The fabric of faithfulness is woven with the threads of small choices.
It is typical to pause mid-year and check on the goals one made when the year was newborn. My word for this year is “faithful.” I am a month late with my half-year reflection, so that should tell you something. It has been a struggle. I spend too much time on social media. I watch TV. My exercise clothes sit neatly folded, where they were laid out with good intentions. Leftover takeout shares refrigerator space with unprepared produce. My workspace is cluttered with the remnants of homeschooling, when my last kid graduated three years ago.
Believe it or not, even with all these failings, I can still see some success and progress. I have started the habit of 100 words before breakfast. Before I eat, I make myself write at least 100 words, about the length of a paragraph, on any project I’m working on. This post started with this pre-breakfast habit. It fires up my brain and helps me ease into writer mode. I achieve this most weekdays, but not all. And some days, my 100 words is all the writing I do.

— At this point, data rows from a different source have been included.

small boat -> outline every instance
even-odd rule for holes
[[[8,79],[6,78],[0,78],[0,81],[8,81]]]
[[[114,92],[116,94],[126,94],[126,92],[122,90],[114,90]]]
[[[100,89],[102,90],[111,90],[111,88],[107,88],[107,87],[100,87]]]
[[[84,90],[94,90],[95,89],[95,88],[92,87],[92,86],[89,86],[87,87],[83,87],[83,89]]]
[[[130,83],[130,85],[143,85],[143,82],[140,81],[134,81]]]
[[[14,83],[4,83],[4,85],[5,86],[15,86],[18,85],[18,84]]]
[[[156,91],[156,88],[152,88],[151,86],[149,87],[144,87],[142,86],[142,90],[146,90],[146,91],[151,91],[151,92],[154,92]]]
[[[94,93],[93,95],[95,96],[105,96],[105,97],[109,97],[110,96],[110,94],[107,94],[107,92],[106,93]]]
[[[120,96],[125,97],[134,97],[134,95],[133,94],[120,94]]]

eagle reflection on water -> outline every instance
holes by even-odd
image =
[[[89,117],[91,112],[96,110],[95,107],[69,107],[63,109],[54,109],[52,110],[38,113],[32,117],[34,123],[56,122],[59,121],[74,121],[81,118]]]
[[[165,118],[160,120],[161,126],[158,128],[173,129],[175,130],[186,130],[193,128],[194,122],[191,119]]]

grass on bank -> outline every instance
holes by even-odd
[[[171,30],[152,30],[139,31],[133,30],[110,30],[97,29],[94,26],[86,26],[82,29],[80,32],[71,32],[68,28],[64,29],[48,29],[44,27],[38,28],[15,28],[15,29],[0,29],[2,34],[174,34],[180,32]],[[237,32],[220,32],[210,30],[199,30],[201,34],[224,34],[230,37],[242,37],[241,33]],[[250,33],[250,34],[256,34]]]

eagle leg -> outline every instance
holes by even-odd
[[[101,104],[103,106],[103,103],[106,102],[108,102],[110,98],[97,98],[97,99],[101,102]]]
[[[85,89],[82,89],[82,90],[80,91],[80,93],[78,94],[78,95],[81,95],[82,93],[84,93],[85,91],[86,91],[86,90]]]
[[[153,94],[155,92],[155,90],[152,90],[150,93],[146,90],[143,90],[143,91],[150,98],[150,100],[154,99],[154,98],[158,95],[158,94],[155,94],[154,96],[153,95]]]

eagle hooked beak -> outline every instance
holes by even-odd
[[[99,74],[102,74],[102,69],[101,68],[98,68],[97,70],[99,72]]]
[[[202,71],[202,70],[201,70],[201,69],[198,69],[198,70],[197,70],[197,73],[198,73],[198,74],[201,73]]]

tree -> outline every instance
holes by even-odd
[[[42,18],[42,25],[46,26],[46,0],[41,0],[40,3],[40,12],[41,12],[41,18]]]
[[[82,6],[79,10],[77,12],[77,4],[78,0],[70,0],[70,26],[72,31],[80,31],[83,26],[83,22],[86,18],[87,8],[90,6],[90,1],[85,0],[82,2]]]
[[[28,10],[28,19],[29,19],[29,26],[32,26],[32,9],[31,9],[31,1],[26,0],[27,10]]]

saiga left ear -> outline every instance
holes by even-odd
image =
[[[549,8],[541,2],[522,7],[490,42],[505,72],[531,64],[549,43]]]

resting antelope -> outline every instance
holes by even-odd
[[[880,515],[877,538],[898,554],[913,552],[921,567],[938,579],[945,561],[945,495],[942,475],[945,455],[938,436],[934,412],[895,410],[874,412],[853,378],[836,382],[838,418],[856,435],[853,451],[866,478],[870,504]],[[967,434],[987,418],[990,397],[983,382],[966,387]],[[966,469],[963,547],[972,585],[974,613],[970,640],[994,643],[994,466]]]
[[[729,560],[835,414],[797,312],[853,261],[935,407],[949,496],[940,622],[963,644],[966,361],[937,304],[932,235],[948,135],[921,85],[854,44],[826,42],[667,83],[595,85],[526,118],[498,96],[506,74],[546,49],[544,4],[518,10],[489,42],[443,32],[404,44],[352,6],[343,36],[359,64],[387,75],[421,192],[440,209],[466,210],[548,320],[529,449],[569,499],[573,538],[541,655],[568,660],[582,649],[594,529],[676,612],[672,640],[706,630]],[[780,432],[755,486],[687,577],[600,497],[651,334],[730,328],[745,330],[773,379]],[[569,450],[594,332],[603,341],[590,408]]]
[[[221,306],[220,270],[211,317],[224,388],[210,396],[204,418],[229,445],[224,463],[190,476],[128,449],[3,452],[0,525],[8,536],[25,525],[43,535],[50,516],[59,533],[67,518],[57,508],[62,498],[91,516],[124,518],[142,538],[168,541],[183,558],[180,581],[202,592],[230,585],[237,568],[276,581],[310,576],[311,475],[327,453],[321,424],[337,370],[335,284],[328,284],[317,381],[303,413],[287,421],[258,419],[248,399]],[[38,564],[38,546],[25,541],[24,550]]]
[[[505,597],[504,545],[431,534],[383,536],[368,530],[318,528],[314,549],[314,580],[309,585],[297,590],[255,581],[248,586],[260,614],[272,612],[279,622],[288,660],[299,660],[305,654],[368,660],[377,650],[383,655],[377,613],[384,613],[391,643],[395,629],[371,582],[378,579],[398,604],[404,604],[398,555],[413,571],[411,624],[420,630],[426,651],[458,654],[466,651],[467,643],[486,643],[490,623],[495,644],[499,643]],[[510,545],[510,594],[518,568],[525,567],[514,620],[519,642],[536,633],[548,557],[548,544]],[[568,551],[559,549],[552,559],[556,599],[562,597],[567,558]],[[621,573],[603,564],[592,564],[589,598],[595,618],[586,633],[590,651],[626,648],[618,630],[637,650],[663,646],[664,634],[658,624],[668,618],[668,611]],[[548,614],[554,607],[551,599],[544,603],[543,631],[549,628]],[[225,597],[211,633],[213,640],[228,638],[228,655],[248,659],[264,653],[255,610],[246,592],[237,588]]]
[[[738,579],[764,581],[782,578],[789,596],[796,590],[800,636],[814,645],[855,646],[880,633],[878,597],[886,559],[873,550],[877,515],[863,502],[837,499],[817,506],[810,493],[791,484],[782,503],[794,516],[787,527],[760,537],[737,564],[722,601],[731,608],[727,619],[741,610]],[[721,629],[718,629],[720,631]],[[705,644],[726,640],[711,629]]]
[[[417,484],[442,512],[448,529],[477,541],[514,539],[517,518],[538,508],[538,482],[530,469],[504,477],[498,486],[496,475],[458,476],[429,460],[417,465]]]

I try to exercise at least five days per week, and my fitness is improving steadily. But just last week I received an email with the chirpy subject line “Your Fitbit report!” informing me I had accomplished 0 out 5 days of my goal. Still, I’m making progress, in general. Same with chipping away at the chaos in my home. My goal is to spend a few minutes every day moving forward against clutter beyond daily maintenance like dishes, laundry, and routine cleaning. It doesn’t always get done. But the other day I did empty out my homeschool planner and file the last quarterly reports from Nicholas’s senior year of high school, so there’s that.
The best of faithfulness happens first thing in the morning, when I grab a cup of coffee, my Bible and journal, and sit with Jesus. Since the morning in February 2015 when I came back to this habit and gave Him a chance to make something whole out of my shattered soul, I have missed only a handful of mornings. To be fair, this is not something I give Jesus; it is something He gives me. I can hardly take credit for my craving, any more than I can congratulate my lungs for wanting to breathe or my stomach for rumbling for food.
The Bible talks a lot more about God’s faithfulness than human’s. Our faithfulness always appears as a response to something God has done in us, like growing fruit, or entrusting us with talents. In our English Bibles, the Old Testament words for “faithful” are often translated as “true.” The Hebrew verb aman: to make firm, to support, and words derived from it (like emeth: firmness, continuance, stability, emunah: certainty, amen: sure, truly, amanah: a type of covenant) contains both concepts, inextricably intertwined.
Faithful and true. This is the character of our God.
This year I am on the uncomfortable path of exploring my own faithfulness. Too often, I discover my unfaithfulness, the times I am not true to my priorities, my intentions, my values. How I spend, or waste, time reveals it. The little things, at the end of the day, determine if I feel satisfied, like I have purchased meaning and purpose and joy with the coinage of my time. In the tapestry of my life, what does that day’s inch-worth of stitches show?
The fabric of faithfulness is woven with the threads of small choices.